10, 20, 30, 40, 50, 60, 70, 80, 90, 100, 

In [13]:
print(", ".join([str(n) for n in range(10, 101, 10)]))

10, 20, 30, 40, 50, 60, 70, 80, 90, 100


## How does the Python environment work?

If we were not using a *Jupyter* notebook for writing and running our code, we would most likely be wiriting a script in an IDE such as Spyder or PyCharm. In some cases, scripts may get rather long and we may want to split it into different files. Also, we may have implemented some functionality that we want to reuse in other scripts. For this purpose, we can put such defnitions into a file and import them in a script where we want to use them. Such a file is called a **module**. By default, a Python installation will already contain a large number of modules for different purposes that we can use.

Consider, for example, that we want to use Python to perform some mathematical calculations. Generally, we can just use Python like a calculator:

In [15]:
(10 - 9) / 2 - 1 * 1

-0.5

This shows us that Python knows how to correctly handle `()`, `*`, `/`, `+`, and `-` in a mathematical context. The output of the above calculation is `-0.5`: **Hence, notice that Python uses the English decimal separator `.`, as opposed to the German `,`!**

Now, if we want to perform a somewhat more complex calculation, we may want to rely on already defined functions that are available as part of the `math` module. We import this using:

In [17]:
import math

This makes a number of mathematical functions availabe which we can now access using the prefix `math.` For example: `log()` and  `sin()`, or constants such as `pi` and `e` can be used as follows:

In [22]:
math.pi

3.141592653589793

We can also use the `math` module in calculations:

In [27]:
math.log(( 10 * math.pi ))

3.447314978843446

In addition to the standard modules that ship with Python, a myriad of additional modules for all purposes is available via packages. An overview of all available packages can be found on the [Python Package Index](https://pypi.org). Additional packages can be installed in the terminal using the commands `pip search name_of_package` to first check if a package with a particular name exists, followed by `pip install name_of_package` to actually install a particular package.

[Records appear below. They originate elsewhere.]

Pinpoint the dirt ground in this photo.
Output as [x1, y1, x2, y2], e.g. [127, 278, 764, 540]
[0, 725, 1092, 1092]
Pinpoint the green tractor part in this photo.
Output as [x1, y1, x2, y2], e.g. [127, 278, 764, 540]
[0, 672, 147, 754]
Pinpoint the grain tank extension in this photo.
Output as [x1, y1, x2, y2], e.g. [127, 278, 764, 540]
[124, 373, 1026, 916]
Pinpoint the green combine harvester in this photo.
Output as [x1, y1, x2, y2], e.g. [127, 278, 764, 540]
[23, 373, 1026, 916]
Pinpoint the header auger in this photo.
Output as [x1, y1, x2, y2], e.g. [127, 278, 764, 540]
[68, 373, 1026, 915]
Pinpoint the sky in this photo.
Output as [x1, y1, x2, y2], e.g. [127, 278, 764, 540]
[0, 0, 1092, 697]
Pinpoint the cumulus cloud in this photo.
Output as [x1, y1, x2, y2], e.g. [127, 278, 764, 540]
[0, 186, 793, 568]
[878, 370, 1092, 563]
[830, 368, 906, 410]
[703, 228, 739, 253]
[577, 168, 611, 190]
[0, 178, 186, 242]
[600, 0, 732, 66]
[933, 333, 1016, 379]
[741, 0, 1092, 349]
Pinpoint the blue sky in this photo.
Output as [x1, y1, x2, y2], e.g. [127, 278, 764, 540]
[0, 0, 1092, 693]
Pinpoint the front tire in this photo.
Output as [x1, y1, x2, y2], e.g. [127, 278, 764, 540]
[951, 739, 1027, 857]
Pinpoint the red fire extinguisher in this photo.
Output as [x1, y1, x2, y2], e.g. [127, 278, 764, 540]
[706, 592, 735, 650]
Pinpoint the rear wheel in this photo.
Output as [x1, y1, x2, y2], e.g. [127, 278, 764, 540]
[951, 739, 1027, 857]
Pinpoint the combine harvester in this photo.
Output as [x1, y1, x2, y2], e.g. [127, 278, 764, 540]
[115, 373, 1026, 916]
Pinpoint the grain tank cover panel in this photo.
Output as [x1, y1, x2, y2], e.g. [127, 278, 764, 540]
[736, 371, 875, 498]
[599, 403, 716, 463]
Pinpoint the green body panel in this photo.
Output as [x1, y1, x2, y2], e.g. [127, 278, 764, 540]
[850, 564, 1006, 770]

If you are using Anaconda, you can also use the [`conda` command](https://docs.conda.io/projects/conda/en/latest/user-guide/tasks/manage-environments.html) in the command line of your system to install additional packages. Alternatively, you can also use the Anaconda GUI which you already saw above. Notice, however, that the packages available via `conda` may be less current than what is available via `pip`.

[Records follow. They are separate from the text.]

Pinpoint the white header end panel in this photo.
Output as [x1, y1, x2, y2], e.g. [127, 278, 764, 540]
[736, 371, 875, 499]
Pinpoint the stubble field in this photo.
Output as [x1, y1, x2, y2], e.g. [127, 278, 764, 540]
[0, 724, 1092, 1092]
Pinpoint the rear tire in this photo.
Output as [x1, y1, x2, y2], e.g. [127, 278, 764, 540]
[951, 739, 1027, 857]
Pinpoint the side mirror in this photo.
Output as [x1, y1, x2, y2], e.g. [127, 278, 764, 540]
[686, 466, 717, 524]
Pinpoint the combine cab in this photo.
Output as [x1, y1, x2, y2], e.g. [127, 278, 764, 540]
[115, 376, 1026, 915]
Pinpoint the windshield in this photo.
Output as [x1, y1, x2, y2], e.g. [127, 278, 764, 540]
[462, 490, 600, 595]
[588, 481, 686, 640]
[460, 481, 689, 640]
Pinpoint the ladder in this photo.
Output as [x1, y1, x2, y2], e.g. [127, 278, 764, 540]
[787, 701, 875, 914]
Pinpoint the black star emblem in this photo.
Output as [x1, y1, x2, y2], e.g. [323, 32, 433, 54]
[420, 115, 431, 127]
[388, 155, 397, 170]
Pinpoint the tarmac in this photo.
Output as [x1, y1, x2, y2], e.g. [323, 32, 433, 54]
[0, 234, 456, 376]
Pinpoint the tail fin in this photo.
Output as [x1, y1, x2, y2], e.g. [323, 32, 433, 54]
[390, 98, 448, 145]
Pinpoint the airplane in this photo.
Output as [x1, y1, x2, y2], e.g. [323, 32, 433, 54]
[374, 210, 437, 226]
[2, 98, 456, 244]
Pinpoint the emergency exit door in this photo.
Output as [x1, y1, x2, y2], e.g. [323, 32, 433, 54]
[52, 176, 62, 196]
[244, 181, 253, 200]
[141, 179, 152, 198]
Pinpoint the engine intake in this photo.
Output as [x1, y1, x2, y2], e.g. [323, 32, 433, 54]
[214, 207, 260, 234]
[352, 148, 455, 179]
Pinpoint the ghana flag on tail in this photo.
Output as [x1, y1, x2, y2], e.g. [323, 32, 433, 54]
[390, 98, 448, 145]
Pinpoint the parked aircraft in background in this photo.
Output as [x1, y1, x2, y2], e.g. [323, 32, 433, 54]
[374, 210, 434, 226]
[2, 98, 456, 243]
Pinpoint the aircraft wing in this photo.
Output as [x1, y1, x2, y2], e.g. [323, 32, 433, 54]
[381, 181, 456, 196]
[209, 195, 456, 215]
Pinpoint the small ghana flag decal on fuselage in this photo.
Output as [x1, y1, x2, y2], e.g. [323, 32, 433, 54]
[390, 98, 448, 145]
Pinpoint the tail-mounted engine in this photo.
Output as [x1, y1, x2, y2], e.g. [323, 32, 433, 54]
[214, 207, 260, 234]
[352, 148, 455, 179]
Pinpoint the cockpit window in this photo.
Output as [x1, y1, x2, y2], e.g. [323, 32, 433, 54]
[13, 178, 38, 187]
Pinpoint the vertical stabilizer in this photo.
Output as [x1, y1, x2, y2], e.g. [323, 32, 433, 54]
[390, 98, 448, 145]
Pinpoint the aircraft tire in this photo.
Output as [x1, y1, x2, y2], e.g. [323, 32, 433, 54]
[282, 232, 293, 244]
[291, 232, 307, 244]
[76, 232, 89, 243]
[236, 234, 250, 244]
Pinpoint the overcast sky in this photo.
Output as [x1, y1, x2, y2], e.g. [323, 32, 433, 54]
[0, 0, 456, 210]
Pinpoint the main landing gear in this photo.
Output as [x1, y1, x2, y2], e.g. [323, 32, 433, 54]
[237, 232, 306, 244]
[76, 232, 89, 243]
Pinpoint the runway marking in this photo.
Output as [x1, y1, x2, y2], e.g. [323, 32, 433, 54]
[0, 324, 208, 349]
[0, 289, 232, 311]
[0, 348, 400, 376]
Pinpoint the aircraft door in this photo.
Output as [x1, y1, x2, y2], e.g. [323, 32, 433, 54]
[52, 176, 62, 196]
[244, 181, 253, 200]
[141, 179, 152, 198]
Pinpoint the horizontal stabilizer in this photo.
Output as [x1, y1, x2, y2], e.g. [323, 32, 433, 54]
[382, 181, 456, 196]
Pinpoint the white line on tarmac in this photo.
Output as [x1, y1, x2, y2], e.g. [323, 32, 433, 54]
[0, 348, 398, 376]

## What are names, expressions, statements?

Many students of psychology may already be familiar with scripting languages that are used for a specific purpose such as, for example, R. Python is slightly different in some respects and, in essence, follows a simple logic: Everything in Python is and **object**; and objects can have **names**.

Unlike many other languages, Python uses names instead of variables. That is, the `=` operator is used to assign a name:

In [32]:
name = 1 + 1

Now, the **expression**, `1 + 1` has been assigned the name `name`. Notice that different conventions for naming in Python exist. These state that `name` is actually not a **good** name for our expression. Why? It is not clear what it really contains. Hence, you should always try to use names that are desripctive, precise, yet not too long. For example, we could have used `calc_result` as a name instead (multiple words in names are usually separated using `_`in Python).

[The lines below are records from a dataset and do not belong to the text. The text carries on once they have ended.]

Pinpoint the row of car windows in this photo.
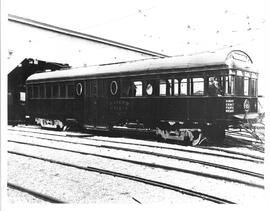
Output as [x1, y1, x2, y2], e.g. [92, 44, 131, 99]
[27, 76, 256, 98]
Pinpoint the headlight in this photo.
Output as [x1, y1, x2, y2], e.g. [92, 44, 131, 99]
[243, 99, 250, 112]
[225, 99, 234, 113]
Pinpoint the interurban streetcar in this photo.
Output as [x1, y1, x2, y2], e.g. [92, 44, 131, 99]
[26, 50, 258, 145]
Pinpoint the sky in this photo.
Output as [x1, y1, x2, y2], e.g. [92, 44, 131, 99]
[2, 0, 270, 95]
[6, 0, 269, 55]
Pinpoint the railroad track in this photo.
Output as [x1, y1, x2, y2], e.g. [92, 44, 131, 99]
[8, 140, 264, 189]
[7, 182, 67, 204]
[8, 151, 235, 204]
[9, 129, 264, 163]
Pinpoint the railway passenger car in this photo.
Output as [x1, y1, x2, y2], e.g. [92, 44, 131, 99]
[26, 50, 258, 145]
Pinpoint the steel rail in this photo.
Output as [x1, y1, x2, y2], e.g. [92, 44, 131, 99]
[8, 151, 235, 204]
[8, 137, 264, 179]
[7, 182, 67, 204]
[9, 129, 264, 163]
[9, 140, 264, 189]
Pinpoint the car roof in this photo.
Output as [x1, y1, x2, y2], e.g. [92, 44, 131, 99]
[27, 50, 253, 82]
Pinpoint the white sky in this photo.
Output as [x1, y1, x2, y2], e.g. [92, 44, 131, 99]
[6, 0, 269, 55]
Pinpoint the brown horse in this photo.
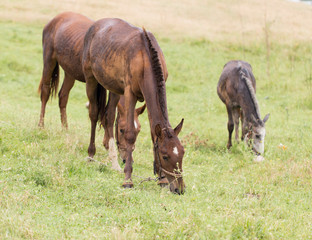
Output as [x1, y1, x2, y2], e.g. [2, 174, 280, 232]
[38, 12, 145, 170]
[82, 18, 184, 194]
[217, 61, 269, 154]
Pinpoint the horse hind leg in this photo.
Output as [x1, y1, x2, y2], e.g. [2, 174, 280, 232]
[38, 51, 59, 128]
[59, 72, 75, 129]
[122, 86, 137, 188]
[232, 108, 240, 142]
[226, 106, 234, 149]
[86, 77, 99, 159]
[102, 92, 121, 172]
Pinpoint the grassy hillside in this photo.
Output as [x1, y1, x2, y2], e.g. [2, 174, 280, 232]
[0, 0, 312, 239]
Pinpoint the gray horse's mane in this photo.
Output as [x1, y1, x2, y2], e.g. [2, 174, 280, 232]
[239, 63, 261, 119]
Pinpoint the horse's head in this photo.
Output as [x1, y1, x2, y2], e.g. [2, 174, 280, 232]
[115, 103, 146, 163]
[245, 114, 270, 154]
[154, 119, 185, 194]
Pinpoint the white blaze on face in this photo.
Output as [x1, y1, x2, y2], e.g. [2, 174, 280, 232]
[173, 147, 179, 156]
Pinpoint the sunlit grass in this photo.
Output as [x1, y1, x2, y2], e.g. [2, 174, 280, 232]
[0, 17, 312, 239]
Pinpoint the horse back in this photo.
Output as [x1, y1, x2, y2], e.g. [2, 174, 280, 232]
[42, 12, 93, 82]
[83, 18, 168, 98]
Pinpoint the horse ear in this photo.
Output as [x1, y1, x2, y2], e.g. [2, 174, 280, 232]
[174, 118, 184, 136]
[117, 102, 125, 116]
[155, 124, 164, 139]
[263, 113, 270, 123]
[135, 103, 146, 116]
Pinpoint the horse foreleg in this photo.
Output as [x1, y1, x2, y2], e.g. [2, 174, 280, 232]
[102, 92, 121, 171]
[86, 79, 99, 158]
[123, 86, 137, 188]
[59, 72, 75, 129]
[226, 106, 234, 149]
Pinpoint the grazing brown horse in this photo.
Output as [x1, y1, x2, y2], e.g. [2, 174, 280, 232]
[82, 18, 184, 194]
[38, 12, 145, 170]
[217, 61, 269, 154]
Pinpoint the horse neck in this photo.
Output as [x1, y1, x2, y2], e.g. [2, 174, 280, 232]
[141, 74, 171, 136]
[240, 86, 260, 122]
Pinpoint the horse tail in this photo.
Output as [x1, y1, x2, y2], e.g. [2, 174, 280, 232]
[238, 65, 260, 119]
[143, 27, 168, 120]
[97, 83, 106, 126]
[38, 62, 60, 97]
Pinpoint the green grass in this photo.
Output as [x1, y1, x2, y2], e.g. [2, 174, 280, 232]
[0, 22, 312, 239]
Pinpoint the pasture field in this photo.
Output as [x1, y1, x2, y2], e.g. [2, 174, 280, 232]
[0, 1, 312, 239]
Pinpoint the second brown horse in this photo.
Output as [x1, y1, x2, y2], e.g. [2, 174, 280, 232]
[38, 12, 145, 170]
[82, 18, 184, 194]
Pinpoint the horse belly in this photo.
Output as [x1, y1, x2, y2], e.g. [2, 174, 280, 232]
[54, 25, 86, 82]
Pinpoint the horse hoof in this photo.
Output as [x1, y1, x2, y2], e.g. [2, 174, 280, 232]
[122, 182, 133, 188]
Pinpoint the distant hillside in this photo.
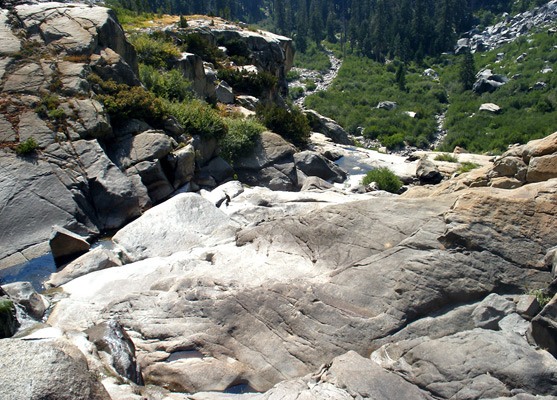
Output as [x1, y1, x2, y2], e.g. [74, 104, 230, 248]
[108, 0, 544, 61]
[305, 2, 557, 153]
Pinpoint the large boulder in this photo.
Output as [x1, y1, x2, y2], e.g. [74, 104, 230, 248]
[110, 131, 173, 169]
[294, 151, 346, 183]
[472, 69, 509, 94]
[530, 295, 557, 357]
[0, 339, 110, 400]
[49, 226, 91, 265]
[14, 3, 137, 74]
[0, 296, 19, 339]
[372, 328, 557, 399]
[45, 246, 122, 287]
[0, 152, 95, 258]
[234, 132, 298, 190]
[49, 181, 557, 398]
[416, 157, 443, 185]
[112, 193, 235, 261]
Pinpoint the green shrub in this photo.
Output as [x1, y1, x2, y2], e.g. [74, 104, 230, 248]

Also, there is a number of pre-defined names which we should not use, otherwise we will run into trouble. We can see those names by looking at the keyword module:

In [33]:
import keyword
keyword.kwlist

['False',
 'None',
 'True',
 'and',
 'as',
 'assert',
 'async',
 'await',
 'break',
 'class',
 'continue',
 'def',
 'del',
 'elif',
 'else',
 'except',
 'finally',
 'for',
 'from',
 'global',
 'if',
 'import',
 'in',
 'is',
 'lambda',
 'nonlocal',
 'not',
 'or',
 'pass',
 'raise',
 'return',
 'try',
 'while',
 'with',
 'yield']

Similarly, we should avoid overwriting so-called **builtins**, that is default functions included in Python. If we were to do that we would sooner or later run into serious trouble.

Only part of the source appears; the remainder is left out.